Vereinsgeschichte

Der Verein wurde 1928 als Schützengesellschaft "Frohsinn" im Leibenger-Keller gegründet. Im Gründungsjahr hatte der Verein 37 Mitglieder, hiervon ist noch eine Gründungstafel mit Fotos der Mitglieder erhalten.

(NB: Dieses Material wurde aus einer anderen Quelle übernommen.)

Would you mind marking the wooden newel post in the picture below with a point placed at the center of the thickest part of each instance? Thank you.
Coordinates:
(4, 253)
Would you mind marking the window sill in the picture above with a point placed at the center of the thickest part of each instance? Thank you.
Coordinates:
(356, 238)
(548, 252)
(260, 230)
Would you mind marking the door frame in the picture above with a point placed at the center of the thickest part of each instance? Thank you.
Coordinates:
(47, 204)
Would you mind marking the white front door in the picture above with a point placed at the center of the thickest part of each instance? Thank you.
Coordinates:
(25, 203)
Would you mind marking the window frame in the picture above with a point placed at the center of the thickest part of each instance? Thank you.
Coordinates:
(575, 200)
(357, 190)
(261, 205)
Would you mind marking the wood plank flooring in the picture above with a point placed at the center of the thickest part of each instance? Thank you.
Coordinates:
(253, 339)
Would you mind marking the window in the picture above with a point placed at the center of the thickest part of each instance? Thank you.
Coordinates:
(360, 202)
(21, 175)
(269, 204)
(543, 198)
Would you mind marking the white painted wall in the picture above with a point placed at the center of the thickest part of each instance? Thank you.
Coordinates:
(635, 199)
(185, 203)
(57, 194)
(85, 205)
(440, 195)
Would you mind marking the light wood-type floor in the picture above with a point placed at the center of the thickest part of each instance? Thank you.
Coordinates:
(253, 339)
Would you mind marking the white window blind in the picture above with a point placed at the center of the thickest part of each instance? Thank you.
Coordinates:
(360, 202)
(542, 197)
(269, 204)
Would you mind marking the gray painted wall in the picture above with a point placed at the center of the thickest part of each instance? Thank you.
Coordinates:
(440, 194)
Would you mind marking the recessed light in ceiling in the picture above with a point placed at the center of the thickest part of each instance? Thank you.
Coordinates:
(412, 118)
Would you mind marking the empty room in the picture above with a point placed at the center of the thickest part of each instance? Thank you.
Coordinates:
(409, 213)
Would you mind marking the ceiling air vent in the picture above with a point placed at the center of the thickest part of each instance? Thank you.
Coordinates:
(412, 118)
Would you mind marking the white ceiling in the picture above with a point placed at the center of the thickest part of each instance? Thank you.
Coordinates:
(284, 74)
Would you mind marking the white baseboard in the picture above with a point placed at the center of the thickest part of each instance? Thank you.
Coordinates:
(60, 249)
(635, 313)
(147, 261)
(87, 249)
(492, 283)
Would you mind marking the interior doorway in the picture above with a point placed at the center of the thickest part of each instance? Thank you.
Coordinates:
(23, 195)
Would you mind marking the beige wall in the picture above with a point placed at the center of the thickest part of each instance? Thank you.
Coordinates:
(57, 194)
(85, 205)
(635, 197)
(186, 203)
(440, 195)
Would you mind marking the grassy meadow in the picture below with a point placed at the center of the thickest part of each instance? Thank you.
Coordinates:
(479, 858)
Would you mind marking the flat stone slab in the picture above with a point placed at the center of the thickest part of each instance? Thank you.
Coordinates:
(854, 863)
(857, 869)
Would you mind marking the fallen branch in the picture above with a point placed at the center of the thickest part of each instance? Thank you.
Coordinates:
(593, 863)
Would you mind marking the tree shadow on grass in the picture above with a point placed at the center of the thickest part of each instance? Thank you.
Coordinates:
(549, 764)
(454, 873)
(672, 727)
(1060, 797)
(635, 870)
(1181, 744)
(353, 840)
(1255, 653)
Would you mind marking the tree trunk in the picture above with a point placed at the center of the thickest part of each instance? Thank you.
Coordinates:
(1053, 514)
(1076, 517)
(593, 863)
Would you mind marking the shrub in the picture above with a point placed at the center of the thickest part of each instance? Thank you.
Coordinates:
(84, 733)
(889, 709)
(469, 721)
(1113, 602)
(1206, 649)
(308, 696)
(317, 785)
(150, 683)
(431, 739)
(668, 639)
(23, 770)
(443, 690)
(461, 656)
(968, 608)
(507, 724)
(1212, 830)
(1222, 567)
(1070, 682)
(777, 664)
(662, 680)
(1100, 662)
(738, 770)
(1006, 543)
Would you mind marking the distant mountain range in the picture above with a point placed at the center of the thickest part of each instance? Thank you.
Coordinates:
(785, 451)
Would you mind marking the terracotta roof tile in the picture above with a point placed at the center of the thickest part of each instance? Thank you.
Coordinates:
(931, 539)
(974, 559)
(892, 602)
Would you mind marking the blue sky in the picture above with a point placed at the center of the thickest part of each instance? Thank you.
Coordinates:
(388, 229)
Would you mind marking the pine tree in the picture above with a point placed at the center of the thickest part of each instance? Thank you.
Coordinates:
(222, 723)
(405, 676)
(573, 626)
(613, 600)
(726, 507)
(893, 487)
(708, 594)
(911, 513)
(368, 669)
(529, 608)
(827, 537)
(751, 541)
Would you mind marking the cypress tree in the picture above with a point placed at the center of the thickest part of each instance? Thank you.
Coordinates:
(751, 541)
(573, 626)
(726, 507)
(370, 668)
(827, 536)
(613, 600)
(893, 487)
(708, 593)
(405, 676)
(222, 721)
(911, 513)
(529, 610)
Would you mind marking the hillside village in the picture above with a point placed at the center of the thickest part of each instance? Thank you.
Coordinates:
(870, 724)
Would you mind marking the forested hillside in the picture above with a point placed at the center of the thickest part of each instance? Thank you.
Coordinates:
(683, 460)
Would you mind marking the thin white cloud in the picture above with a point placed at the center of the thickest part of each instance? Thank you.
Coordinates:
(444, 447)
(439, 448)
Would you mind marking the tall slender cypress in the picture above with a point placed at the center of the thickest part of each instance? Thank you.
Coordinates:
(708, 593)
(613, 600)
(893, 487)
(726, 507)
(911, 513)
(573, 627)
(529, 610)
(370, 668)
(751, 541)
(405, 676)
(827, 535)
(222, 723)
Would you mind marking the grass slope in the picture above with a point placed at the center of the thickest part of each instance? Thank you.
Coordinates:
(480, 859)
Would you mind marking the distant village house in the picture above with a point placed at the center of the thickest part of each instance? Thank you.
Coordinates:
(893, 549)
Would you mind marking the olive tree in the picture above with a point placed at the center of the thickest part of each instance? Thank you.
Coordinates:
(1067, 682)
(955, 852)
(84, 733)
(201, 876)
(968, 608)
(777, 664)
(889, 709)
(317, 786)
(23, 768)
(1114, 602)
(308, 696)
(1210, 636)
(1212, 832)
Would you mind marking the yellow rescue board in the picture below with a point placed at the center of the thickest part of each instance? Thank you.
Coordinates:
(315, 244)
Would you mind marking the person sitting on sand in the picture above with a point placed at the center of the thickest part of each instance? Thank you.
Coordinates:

Am 12. Dezember 1950 wurde der Verein im Gasthof Brauerei Leibenger am Fischbrunnenplatz in Eggenfelden unter der Leitung von Brauereibesitzer Otto Leibenger sen. und Hans Barth, der zugleich 1. Schützenmeister wurde, wiedergegründet.
Von dieser Wiedergründung existiert noch ein Schießbuch, in dem die Mitglieder, die Vorstandschaft und die Ehrenmitglieder aufgeführt sind.

Im Jahre 1955 wurde von Otto Leibenger die noch heute bei Festzügen getragene Schützenkette gestiftet.

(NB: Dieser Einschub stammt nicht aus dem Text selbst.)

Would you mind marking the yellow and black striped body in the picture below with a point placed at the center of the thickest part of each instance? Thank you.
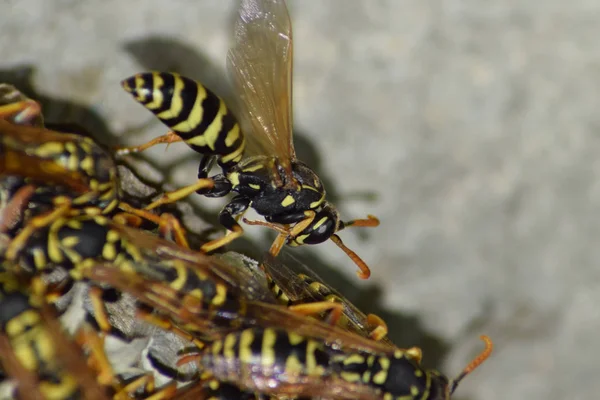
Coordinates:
(259, 360)
(292, 287)
(80, 243)
(394, 376)
(203, 121)
(192, 111)
(62, 164)
(32, 343)
(278, 361)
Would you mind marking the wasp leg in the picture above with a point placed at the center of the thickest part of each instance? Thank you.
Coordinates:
(169, 138)
(302, 221)
(168, 224)
(380, 331)
(12, 212)
(364, 271)
(36, 223)
(205, 166)
(100, 314)
(370, 222)
(21, 113)
(415, 353)
(280, 240)
(227, 217)
(270, 225)
(167, 325)
(171, 197)
(147, 383)
(318, 307)
(477, 361)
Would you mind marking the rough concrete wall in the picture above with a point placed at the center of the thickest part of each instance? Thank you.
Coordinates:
(468, 127)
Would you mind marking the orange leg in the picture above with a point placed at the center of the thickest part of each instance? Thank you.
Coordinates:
(22, 113)
(167, 224)
(370, 222)
(85, 337)
(100, 314)
(36, 223)
(364, 271)
(318, 307)
(172, 197)
(169, 138)
(477, 361)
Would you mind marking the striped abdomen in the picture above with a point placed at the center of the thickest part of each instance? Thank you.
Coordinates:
(266, 355)
(192, 111)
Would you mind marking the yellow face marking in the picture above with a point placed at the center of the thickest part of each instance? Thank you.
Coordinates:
(414, 391)
(157, 95)
(295, 339)
(87, 164)
(229, 344)
(298, 240)
(70, 241)
(109, 251)
(288, 201)
(380, 377)
(221, 295)
(293, 365)
(267, 358)
(234, 178)
(317, 203)
(39, 258)
(216, 347)
(253, 167)
(320, 222)
(179, 282)
(50, 149)
(246, 339)
(61, 391)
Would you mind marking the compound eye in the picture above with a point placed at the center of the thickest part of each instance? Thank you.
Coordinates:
(321, 229)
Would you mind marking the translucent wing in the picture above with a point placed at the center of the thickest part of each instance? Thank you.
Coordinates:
(260, 65)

Im Jahre 1961 richtete Otto Leibenger jun. im Leibenger-Keller an der Staubinger Straße der Schützengesellschaft ein Schützenheim ein, welches mit ernormen Kosten verbunden war. In der Zeit vom 28.Juni bis 7.Juli 1963 wurde dort das erste Preisschießen ausgetragen.

Von 1950 bis 1967 war Hans Barth 1. Schützenmeister und wurde nach seiner Amtszeit zum Ehrenschützenmeister ernannt. Im April 1968 erhielt er das Ehrenzeichen des BSSB für 40-jährige Mitgliedschaft. Bis zu seinem Tod im Jahre 1969 war er für den Verein immer ein guter Ratgeber.

Im September 1967 wurde Franz Woldrich zum 1. Schützenmeister gewählt. Ein Jubiläumsschießen zum 40-jährigen Bestehen trug der Verein am 29. bis 31. März 1967 aus. Am Gedächtnisschießen für den verstorbenen Otto Leibenger im Jahre 1969 beteiligten sich 134 Schützen. Ein Jahr später, im November 1970, traten 160 Schützen zum Hans-Barth-Gedächtnisschießen an.

Von 1969 bis 1989 war dann Kurt Schmähle 1. Schützenmeister. In seiner langen Amtszeit setzte er sich begeisternd für den Verein ein, und machte ihn bis über die Grenzen des Gaues bekannt. Als er aus gesundheitlichen Gründen sein Schützenmeisteramt niederlegte, wurde er einstimmig von seinen Vereinskameraden zum Ehrenschützenmeister gewählt.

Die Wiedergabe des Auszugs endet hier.